Since our family recognizes attainment days with as much enthusiasm as birthdays, I spent the week working toward posting this on the day before his birthday. John McPhee will know he is 95 on March 8, but we will know he has completed his 95th year on the day before: March 7. 

All of McPhee's more than thirty books were first serialized in The New Yorker. According to his Wikipedia biography, that relationship began the year before I was born -- a little sleuthing reveals that the article "Basketball and Beefeaters" was published two months before I was born. In it, he explains how he ended up playing basketball in England. 

He had first avoided it, thinking it not a very British game, but a lacrosse injury (inflicted by him, not on him) set him to what he ultimately decided was a suitable sport for "the world's foremost indoor nation. He goes on to describe the importance of place -- home-court advantage was never described with such careful attention. 

I have spent a lot of time in a wide range of school gyms, but never encountered oddities and absurdities as severe as the ones he describes. One of the oddest things he describes is a game that he personally instigated in a most unusual outdoor space.

He has been writing for that one periodical for my entire life. Just last year, he wrote about his first appearance in the magazine -- he was shown as the team mascot on the sidelines of a Princeton football game two years before my father was born. In other words, he has been at this for a long time. 

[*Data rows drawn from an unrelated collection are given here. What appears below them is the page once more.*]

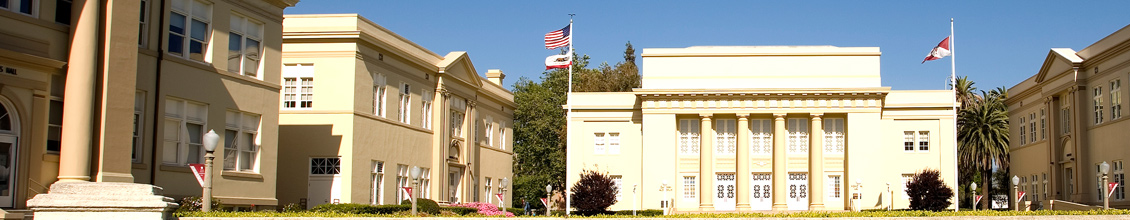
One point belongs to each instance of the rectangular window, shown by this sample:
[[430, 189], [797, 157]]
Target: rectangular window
[[726, 141], [798, 135], [598, 143], [184, 128], [614, 143], [406, 97], [1098, 105], [377, 181], [761, 138], [834, 186], [189, 32], [924, 140], [688, 137], [688, 187], [1115, 98], [138, 123], [298, 86], [244, 46], [241, 138], [54, 126], [834, 135]]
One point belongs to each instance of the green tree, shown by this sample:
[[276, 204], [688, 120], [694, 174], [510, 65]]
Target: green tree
[[983, 137]]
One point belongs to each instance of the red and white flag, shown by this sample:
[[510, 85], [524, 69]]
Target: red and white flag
[[558, 38], [939, 52], [558, 61]]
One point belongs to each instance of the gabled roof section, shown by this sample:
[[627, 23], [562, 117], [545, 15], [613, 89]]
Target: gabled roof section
[[460, 60], [1055, 61]]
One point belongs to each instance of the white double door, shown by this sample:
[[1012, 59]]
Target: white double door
[[798, 191], [724, 192]]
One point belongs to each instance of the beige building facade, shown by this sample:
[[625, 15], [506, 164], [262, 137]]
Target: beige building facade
[[762, 128], [362, 105], [122, 91], [1068, 119]]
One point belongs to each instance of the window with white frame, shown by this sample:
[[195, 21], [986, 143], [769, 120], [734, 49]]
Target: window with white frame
[[834, 186], [614, 143], [1115, 98], [183, 128], [598, 143], [298, 86], [189, 29], [688, 187], [834, 135], [244, 46], [688, 137], [1098, 105], [618, 182], [138, 123], [798, 135], [377, 181], [26, 7], [241, 148], [724, 137], [406, 97], [761, 137]]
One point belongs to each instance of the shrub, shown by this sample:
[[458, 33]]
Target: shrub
[[424, 205], [928, 192], [193, 203], [593, 193]]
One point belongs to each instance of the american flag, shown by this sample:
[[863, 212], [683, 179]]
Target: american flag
[[558, 38]]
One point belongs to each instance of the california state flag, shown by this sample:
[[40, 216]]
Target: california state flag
[[939, 52]]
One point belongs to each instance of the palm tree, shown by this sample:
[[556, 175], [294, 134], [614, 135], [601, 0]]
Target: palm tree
[[983, 135]]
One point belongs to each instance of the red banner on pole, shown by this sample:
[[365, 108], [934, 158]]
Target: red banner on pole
[[198, 170]]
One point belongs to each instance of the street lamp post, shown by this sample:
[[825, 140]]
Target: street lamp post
[[974, 191], [1016, 191], [209, 140], [415, 175], [549, 195], [502, 190], [1106, 200]]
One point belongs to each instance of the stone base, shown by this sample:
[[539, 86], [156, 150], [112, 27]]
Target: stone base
[[88, 200]]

At my own university, I can think of two colleagues as permanent features -- people who came here as undergraduates, went away to grad school but briefly, and returned as educators for the rest of their careers -- about a half century each. The attachment of John McPhee to Princeton is even deeper -- closing in on an entire century. He was born there because his father worked there and although he is well traveled, he lived elsewhere for school only during brief educational forays at two prestigious schools. His older brother Henry McPhee, Jr. had been born in Iowa -- apparently before their father became the athletic department physician at Princeton -- and went on to a legal career that included service with President Eisenhower.

Goodreads Links

To see all of his books, go to the John McPhee author page on Goodreads. I have not delved deeply enough to understand the discrepancy between the 31 books mentioned on his own site and the 121 distinct works mentioned here. In any case, there is PLENTY from which to choose! 

Below are all of his books that I have read, in the order of their publication. I have posted reviews of about half of the ones I have read. Each of these "reviews" is fairly brief, just giving some idea of my interest in the work. 

Oranges (1967) my review

The Pine Barrens (1967)

Encounters with the Archdruid (1971) my review

The Survival of the Bark Canoe (1975) my review

Coming Into the Country (1977) my review

Basin and Range (1981)

Rising from the Plains (1986)

The Control of Nature (1989) my review -- probably my favorite McPhee book

Looking for a Ship (1991)

McPhee is not, of course, the only author I enjoy. Readers are invited to look at all of my Goodreads reviews and all of the books I have read and thought to add to my profile

Lagniappe 

Even if you have not read anything by McPhee, you are very likely to have read something written or edited by one of his students or one of his daughters. The John McPhee Wikipedia entry provides links to some of those he has influenced.